Timespike
A5E Designer and third-party publisher
Playtesting every possible combination would be impossible, even for a titan of a company like WotC. You would need—no joke, no hyperbole—the kind of resources that a company like Disney can throw at a project to even get close. That said, Level Up was playtested a LOT. Way, WAY more than is even normal for a project like this, I gathered. Just not in every conceivable combination. Because you're probably talking billions or trillions of combos there, at least.I assume that LU has been very careful to avoid broken combos when it comes to players mixing LU material with O5E stuff. That's gotta be hard to do. I can't imagine playtesting every option available crossed with every other option available (in both games). Were there any points where the design team had to really rethink how something worked based on how things combined when you crossed A5E/O5E streams? Do you think there's a plan in place for if/when something unforseen comes up? (I guess errata, but is that the only way to go?)
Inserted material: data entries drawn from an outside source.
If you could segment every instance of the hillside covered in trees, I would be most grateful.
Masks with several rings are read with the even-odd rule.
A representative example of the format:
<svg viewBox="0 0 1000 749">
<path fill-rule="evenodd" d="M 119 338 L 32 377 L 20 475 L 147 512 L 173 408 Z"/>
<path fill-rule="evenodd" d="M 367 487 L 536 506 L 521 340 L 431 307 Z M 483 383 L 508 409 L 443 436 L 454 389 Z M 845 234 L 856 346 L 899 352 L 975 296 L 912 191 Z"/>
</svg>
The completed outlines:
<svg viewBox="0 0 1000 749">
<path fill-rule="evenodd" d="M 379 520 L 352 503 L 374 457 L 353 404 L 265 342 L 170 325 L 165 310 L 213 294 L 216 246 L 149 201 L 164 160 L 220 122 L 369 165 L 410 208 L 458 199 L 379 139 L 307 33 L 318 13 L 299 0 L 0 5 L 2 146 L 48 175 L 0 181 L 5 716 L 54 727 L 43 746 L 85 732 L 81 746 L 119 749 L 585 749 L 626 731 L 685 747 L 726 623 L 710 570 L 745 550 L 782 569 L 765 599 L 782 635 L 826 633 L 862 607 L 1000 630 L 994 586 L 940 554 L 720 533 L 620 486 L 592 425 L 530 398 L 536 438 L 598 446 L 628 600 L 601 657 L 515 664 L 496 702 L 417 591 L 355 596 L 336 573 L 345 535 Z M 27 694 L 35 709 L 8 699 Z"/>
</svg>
That said, fortunately, it's not really necessary to manually account for everything. Fifth edition in general is a much tighter and more difficult to completely break than (for example) third edition was. Bounded accuracy and the proficiency system make it pretty forgiving to design for as long as you understand some key principles such as "this is not an edition that runs on static bonuses." There's this notion out there that game balance is this incredibly fragile thing and it's very easy to utterly destroy it without realizing it. That's much more true for some systems than others, and once a system is mature (like 5E is) there's usually a pretty good sense of how much of a problem that is. Fortunately, as I indicated above, the answer for 5E is "it's actually pretty solid." Now, is there utterly broken stuff out there on D&Dwiki, etc? Absolutely! But reputable RPG companies and even a lot of small-time individual designers, have done a pretty good job of not making broken nonsense.
Third edition had Pun-Pun. Fifth Edition had the coffeelock, which, while still a headache, is orders of magnitude less severe. Pun-Pun was a 5th-level Kobold that could literally rewrite a setting it was so powerful. The coffeelock just gets way more spell slots than it's supposed to.
If you want to ensure that you don't get broken combos in 5E, you need to basically keep classes from getting way more of some critical resource than they're supposed to (sorcadin, coffeelock, and the infamous Vengeance paladin/Hexblade combo) or breaking the action economy (various Action Surge cheese). Those fixes alone cut off the vast majority of exploits.
From what I gathered, the tricky part wasn't so much in correcting the broken combos, it came from making sure that there wasn't an over-correction in the other direction (for example, the new way Divine Smite works originally required a bonus action in addition to the other changes, which was something that got corrected based on playtest feedback - moderately hard) and that the new versions of the classes still felt right (MUCH harder, and why you want a skilled design team!). I imagine the folks working on the maneuver system had to do some pretty significant work to make sure that didn't break anything, though!
The one thing that you SHOULD NOT allow, though, is multiclassing between an O5E class and the corresponding one from A5E. So fighter/fighter, herald/paladin, etc.